Get Wild: Lost or injured in the backcountry? Don’t call Mom

Charles Pitman
Get Wild
A Flight for Life helicopter participates in a rescue demonstration Jan. 10 at Loveland Ski Area. Flight for Life often aids Summit County Rescue Group during missions.
Liz Copan/For the Summit Daily News

These days, almost everyone carries a cellphone, including when hiking in the backcountry. It provides some feeling of security should you get into trouble.

But can you rely on that phone to summon help in an emergency? Possibly.

The phone needs two things: a cellphone tower and a reasonably charged battery. Hikers have a lot of control over one of these and some potential control over the other.

A mobile phone will constantly seek out a tower with which it can communicate. However, that searching comes with a price: using battery power. If there is no cell tower around, the phone battery can drain quickly.

The first words a mission coordinator often hears from a distraught person are, “I have to talk fast. I only have 2% battery left.” You can easily control battery drain. Turn the phone off at the start of your hike or place it in airplane mode. A good GPS app will work with the phone in airplane mode. Try it on a short walk.

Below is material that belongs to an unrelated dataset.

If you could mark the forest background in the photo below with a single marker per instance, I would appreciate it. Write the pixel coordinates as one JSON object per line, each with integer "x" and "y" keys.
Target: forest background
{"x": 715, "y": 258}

Cold weather is the death of batteries, so keep the device in an inside pocket next to your body where it stays warm.

But a phone with a well-charged battery still needs to communicate with a cell tower in order to make a call, a common problem in Summit County’s backcountry. If you find you have no service, you can walk down a trail while frequently looking at your phone. With luck, you might suddenly see two to three bars of service. This may last for only a few yards, but if you are paying attention, it can be a life saver.

Another option is to walk to a higher elevation, if possible. This is especially effective on peaks such as Quandary. If you are in the woods, a cellphone connection is problematic to impossible. Walk up a couple of hundred vertical feet, and you might find two or three bars of service.

Texting uses far less battery power than talking. If you can’t call 911 (the best option), try texting. You can also text with the mission coordinator. If you have very low battery power, place the phone in airplane mode and check texts only every 15 to 20 minutes, but make certain the mission coordinator understands what you will be doing.

When you call for help, you are supposedly in a desperate situation, whether lost or injured. The dispatcher is going to contact the on-call mission coordinator and will also obtain coordinates off your phone, if possible. The coordinates are generally relatively accurate — but not always.

Shortly after your call to dispatch, the mission coordinator will call you for critical information on location and injuries. That is impossible if you are on the phone talking with your mom. This is not an uncommon occurrence and very frustrating for the mission coordinator. Resist the urge to call anyone, except to perhaps text someone to notify them that you will be late returning home.

Finally, if you have no cell service with your carrier, most phones will allow a 911 call on any available carrier. It’s worth a try.

With the above points in mind, it is easy to keep your phone battery well charged. In an emergency, it could be your lifeline to a rescue.